Il a donné au Théâtre, alors dit Italien, Roger Bontemps et Javotte, parodie de l'Orphée de Gluck et Moline, la Fête de Village, comédie en 2 actes, mêlée d'ariettes; la Rage d'amour, parodie de Roland, en un acte et en vers; la Comédie à l'impromptu ou les Dupes, comédie en un acte, etc., etc., etc. À quoi il convient d'ajouter les Tu et les Toi, qui a obtenu un succès prodigieux au Théâtre établi autrefois dans la Cité, et différentes autres facéties aux spectacles de Brunet-Montansier et de l'Ambigu - Comique. Ces différens ouvrages ayant tous été représentés avec un succès satisfaisant pour l'amour-propre et les prétentions de l'Auteur qui n'en avoit aucune, (Dorvigni fut encore auteur de plusieurs Romans agréables et estimés) qu'on juge de mon étonnement et de mon indignation, lorsque j'ai vu Dorvigni grossièrement insulté par les Journalistes cinq ou six mois après sa mort! Lorsqu'ils ont dépeint Dorvigni comme un parasite, un libertin et un ivrogne, comme un homme enfin très-peu respectable sous tous les rapports sociaux et littéraires! A-t-on jamais vu, depuis que la France existe, traiter avec cette indécence et cette barbarie la cendre encore fumante d'un homme honnête et d'un auteur dramatique fort distingué de son temps.

Ce procédé, au surplus, ne doit pas étonner, venant de la part de Messieurs les Journalistes, et je ne finirois pas si je voulois raconter toutes leurs inepties. Rétif-la-Bretonne étoit un homme de génie: ses nombreux ouvrages le prouvent, et tout le monde le sait. Rétif-la-Bretonne meurt, et ces messieurs le traitent comme ils ont traité Dorvigni. Un ami de Rétif-la-Bretonne, un homme-de-lettres fort obscur à la vérité, mais un fort honnête homme, prend hautement sa défense, il fait imprimer un volume en faveur de ce grand homme, et il est traité comme Dorvigni et Rétif-la-Bretonne. Que ces messieurs insultent les vivans, à la bonne heure; les vivans peuvent se défendre. Plus d'un collaborateur du Journal de l'Empire en a senti la preuve douloureusement. Mais insulter les gens après qu'ils ne sont plus! Quel nom donner à cette conduite infâme!

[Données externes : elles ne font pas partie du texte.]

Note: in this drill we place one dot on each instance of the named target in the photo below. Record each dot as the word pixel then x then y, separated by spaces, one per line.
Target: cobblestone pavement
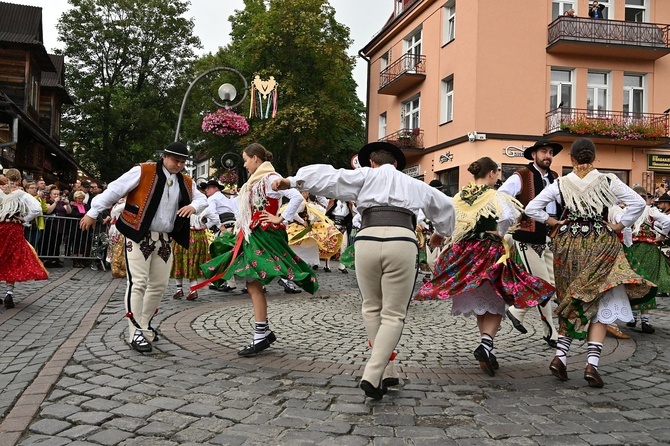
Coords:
pixel 68 377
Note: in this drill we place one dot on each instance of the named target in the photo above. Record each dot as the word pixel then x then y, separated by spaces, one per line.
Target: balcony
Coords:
pixel 406 139
pixel 607 126
pixel 611 38
pixel 406 72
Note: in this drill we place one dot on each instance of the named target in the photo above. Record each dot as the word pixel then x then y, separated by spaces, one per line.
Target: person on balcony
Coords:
pixel 596 11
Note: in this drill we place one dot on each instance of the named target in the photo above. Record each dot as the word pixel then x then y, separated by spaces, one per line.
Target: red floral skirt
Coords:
pixel 467 264
pixel 18 260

Ces Messieurs n'ont donc pas lu Horace, Virgile, Ovide et tant d'autres poètes anciens qu'ils citent à chaque instant, et qui recommandent avec tant d'énergie le respect pour les morts!

Quoi qu'il en soit, ou plutôt quelque soit le rang qu'ait occupé Dorvigni, vivant ainsi que lui dans une société paisible et sous un Gouvernement paternel, le désir de venger un ancien ami, qui n'est plus, de l'injustice des prétendus dispensateurs de la renommée, m'a seul dicté ce foible opuscule. Ce que je n'ai pu dire dans cette préface, je le développerai dans mes notes: car je ne veux pas qu'on puisse m'attribuer le vers de La Harpe à Dorat:

 

Que ses petits écrits ont de longues préfaces.

 

Messieurs les Journalistes ne signent leurs noms que par une lettre de l'alphabet. Je suis plus grand, plus généreux, plus véridique, et je signe en toutes lettres,

ALIBORON, fils, de l'Athénée

de Montmartre.

Paris, 19 décembre 1812

 

P. S. J'ai signé Aliboron, fils, parce que le grand Buffon a fait le plus grand éloge de mon père, et quoique je sois d'un très-grand nombre d'Académies, j'ai choisi de préférence l'Athénée de Montmartre, parce que mes chers confrères de cet Athénée vivent de peu, travaillent beaucoup et ne disent de mal de personne, parce qu'enfin ils valent mieux que M. le comte Alpha, que M. le baron Oméga et que plusieurs autres seigneurs suzerains de l'Empire alphabétique du Journalisme.